The following sections briefly describe how to run PDB2SEQ from the command- line, the required input and the produced output files.

Introduction

PDB2SEQ extracts residue sequences from atomic coordinate files in .pdb or .cif format and writes them as residue sequence data (.seq) FASTA format.

A specific model and chain from the input file may be selected with the --model and --chain selectors.

Note: many tools exist to convert atomic models to residue sequences. Different parsers may handle edge cases such as insertion codes, duplicated residue identifiers, missing residues, or dummy residues inserted into models by ATSAS modelling applications, differently.

PDB2SEQ applies the same residue interpretation rules that are used internally by other ATSAS applications operating on atomic models.

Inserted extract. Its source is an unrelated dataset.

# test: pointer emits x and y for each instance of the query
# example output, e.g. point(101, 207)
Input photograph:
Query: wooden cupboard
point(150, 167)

Using PDB2SEQ therefore ensures that the generated sequence is consistent with how ATSAS interprets the corresponding model.

Mixing sequences generated by external tools with ATSAS applications operating on atomic models may otherwise lead to subtle mismatches or unintended inconsistencies.

Running pdb2seq

Usage:

$ pdb2seq [OPTIONS] [MODEL]

OPTIONS known by PDB2SEQ are described in the next section, the required argument MODEL in the section on input files.

Command-line arguments and options

PDB2SEQ requires the following command line arguments:

Argument	Description
MODEL	Exactly one atomic model file in .pdb or .cif format.

PDB2SEQ accepts absolute as well as relative paths to the atomic coordinate MODEL in .pdb or .cif format. Instead of a file name, the argument may be given as ‘-‘ to read data from stdin. Input format on stdin is assumed to be .pdb for historic reasons.

PDB2SEQ recognizes the following command-line options:

Short option	Long option	Description
	--chain <LETTER>	Select one chain from a file with multiple chains (single letter).
	--model <ID>	Select one model from a file with multiple models.
-o	--output <FILE>	Write output to FILE instead of stdout.
-v	--version	Print version information and exit.
-h	--help	Print a summary of arguments, options, and exit.

Runtime output

PDB2SEQ writes the resulting sequences to stdout or to the file specified by --output.

pdb2seq input files

PDB2SEQ accepts atomic coordinate data in atomic model or dummy atom model (.pdb) or atomic model or dummy atom model (.cif) format.

Use --chain to restrict output to a single chain ID and --model to restrict output to a single model. If no --model or --chain is specified, all models are converted.

pdb2seq output files

PDB2SEQ outputs sequences in residue sequence data (.seq) format (FASTA). By default, output is written to stdout; use --output to save to a file.

Examples

Extract sequences for all chains in the input model:

$ pdb2seq 6lyz.pdb > 6lyz.seq

Select chain A and write the sequence to a file:

$ pdb2seq --chain A --output chainA.seq 6lyz.cif

Select a specific model from an ensemble:

$ pdb2seq --model 2 6lyz.pdb